Zoek enkel op titel
Home > Bestuurdershulpsysteem > Hulp bij veilig uitstappen (SEA) > Werking Hulp bij veilig uitstappen

Werking Hulp bij veilig uitstappen

Waarschuwing en bediening

Hulp bij veilig uitstappen waarschuwt met de volgende acties.

  • Aanrijdingswaarschuwing bij het verlaten van de auto

  • Hulp bij veilig uitstappen, gekoppeld met elektronisch kinderslot

Aanrijdingswaarschuwing bij het verlaten van de auto

A: Kijk uit voor verkeer

Het waarschuwingslampje op de buitenspiegel knippert; ook verschijnt er een waarschuwingsmelding op het dashboard en klinkt er een hoorbare waarschuwing.

  • Aanrijdingswaarschuwing bij het verlaten van de auto waarschuwt onder de volgende omstandigheden:

    • Uw rijsnelheid is lager dan 3 km/u (2 mph)

    • Het achteropkomende voertuig rijdt met een snelheid hoger dan 6 km/u (4 mph)

Hulp bij veilig uitstappen, gekoppeld met elektronisch kinderslot

A: Controleer het verkeer in de dode hoek en probeer het opnieuw

Het waarschuwingslampje op de buitenspiegel knippert en een waarschuwingsmelding verschijnt op het dashboard.

  • Hulp bij veilig uitstappen, gekoppeld met het elektronisch kinderslot werkt in de volgende omstandigheden:

    • Uw rijsnelheid is lager dan 3 km/u (2 mph)

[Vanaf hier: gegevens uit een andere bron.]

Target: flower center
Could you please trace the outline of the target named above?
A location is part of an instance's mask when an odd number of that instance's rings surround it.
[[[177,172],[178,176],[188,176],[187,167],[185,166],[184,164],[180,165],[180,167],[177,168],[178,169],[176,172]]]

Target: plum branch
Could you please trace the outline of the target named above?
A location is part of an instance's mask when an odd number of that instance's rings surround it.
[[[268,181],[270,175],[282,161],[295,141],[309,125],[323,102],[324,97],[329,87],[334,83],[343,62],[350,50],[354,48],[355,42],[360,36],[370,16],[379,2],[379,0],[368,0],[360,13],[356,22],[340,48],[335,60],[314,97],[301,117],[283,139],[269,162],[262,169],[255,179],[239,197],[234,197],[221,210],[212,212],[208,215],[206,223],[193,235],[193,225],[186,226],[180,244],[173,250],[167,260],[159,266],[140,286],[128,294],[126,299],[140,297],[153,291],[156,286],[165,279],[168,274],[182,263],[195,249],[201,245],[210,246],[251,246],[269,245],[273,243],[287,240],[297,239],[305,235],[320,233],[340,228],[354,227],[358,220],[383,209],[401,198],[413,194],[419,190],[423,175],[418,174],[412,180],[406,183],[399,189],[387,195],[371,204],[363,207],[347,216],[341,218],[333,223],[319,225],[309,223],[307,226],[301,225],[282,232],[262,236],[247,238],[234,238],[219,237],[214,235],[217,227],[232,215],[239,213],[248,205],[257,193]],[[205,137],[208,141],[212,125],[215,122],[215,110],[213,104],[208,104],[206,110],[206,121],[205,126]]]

    • Het achteropkomende voertuig rijdt met een snelheid hoger dan 6 km/u (4 mph)

WAARSCHUWING

Als de bestuurder binnen 10 seconden nadat de waarschuwingsmelding is verschenen opnieuw op de toets van het elektronische kinderslot drukt (), oordeelt de Waarschuwing veilig uitstappen dat de bestuurder het portier ontgrendeld heeft en weet wat er achter gebeurt. Het elektronische kinderslot schakelt uit (controlelampje in de toets OFF) en de achterportieren worden ontgrendeld. Controleer altijd de omgeving voordat u het elektronische kinderslot met de toets uitschakelt.

OPMERKING

Als een achterportier van buiten wordt geopend, gaat deze open, ongeacht of de Safe Exit Assist (hulp bij veilig uitstappen) actief is of niet.

WAARSCHUWING
  • Wijzig voor uw veiligheid de instellingen pas nadat u de auto op een veilige plaats heeft geparkeerd.

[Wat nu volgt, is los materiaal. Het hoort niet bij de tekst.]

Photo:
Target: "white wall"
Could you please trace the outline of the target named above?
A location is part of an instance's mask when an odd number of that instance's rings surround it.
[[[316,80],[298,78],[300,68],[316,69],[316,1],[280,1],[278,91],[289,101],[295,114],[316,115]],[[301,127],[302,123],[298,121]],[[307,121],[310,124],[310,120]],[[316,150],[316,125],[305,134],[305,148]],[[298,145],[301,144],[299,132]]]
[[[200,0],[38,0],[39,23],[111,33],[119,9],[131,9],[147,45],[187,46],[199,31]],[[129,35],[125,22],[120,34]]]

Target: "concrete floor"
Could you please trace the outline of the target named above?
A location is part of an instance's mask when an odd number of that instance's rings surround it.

  • Mogelijk verschijnt of klinkt de waarschuwingsmelding of het waarschuwingssignaal van Safe Exit Assist niet als een waarschuwingsmelding of waarschuwingssignaal van een andere functie wordt weergegeven of klinkt.

  • Mogelijk hoort u het waarschuwingssignaal van het systeem Hulp bij veilig uitstappen niet als er veel lawaai in de omgeving is. Stel het volume in de auto op de juiste manier in en let altijd goed op.

  • Het systeem Hulp bij veilig uitstappen werkt niet in alle situaties en kan niet alle aanrijdingen voorkomen.

  • Mogelijk waarschuwt het systeem Hulp bij veilig uitstappen de bestuurder te laat of helemaal niet, afhankelijk van de weg- en rijomstandigheden. Controleer altijd de omgeving van de auto.

  • De bestuurder en passagiers zijn verantwoordelijk voor ongevallen bij het verlaten van het voertuig. Controleer altijd de omgeving voordat u uit de auto stapt.

  • Laat Hulp bij veilig uitstappen nooit opzettelijk activeren. Dit kan ernstig of dodelijk letsel veroorzaken.

OPMERKING
  • Nadat de auto is uitgeschakeld, blijft de functie Hulp bij veilig uitstappen nog ongeveer 3 minuten werken, maar als de portieren worden vergrendeld, wordt ze onmiddellijk uitgeschakeld.

  • De afbeeldingen en kleuren op het instrumentenpaneel kunnen afwijken per type instrumentenpaneel of gekozen thema in het instellingenmenu.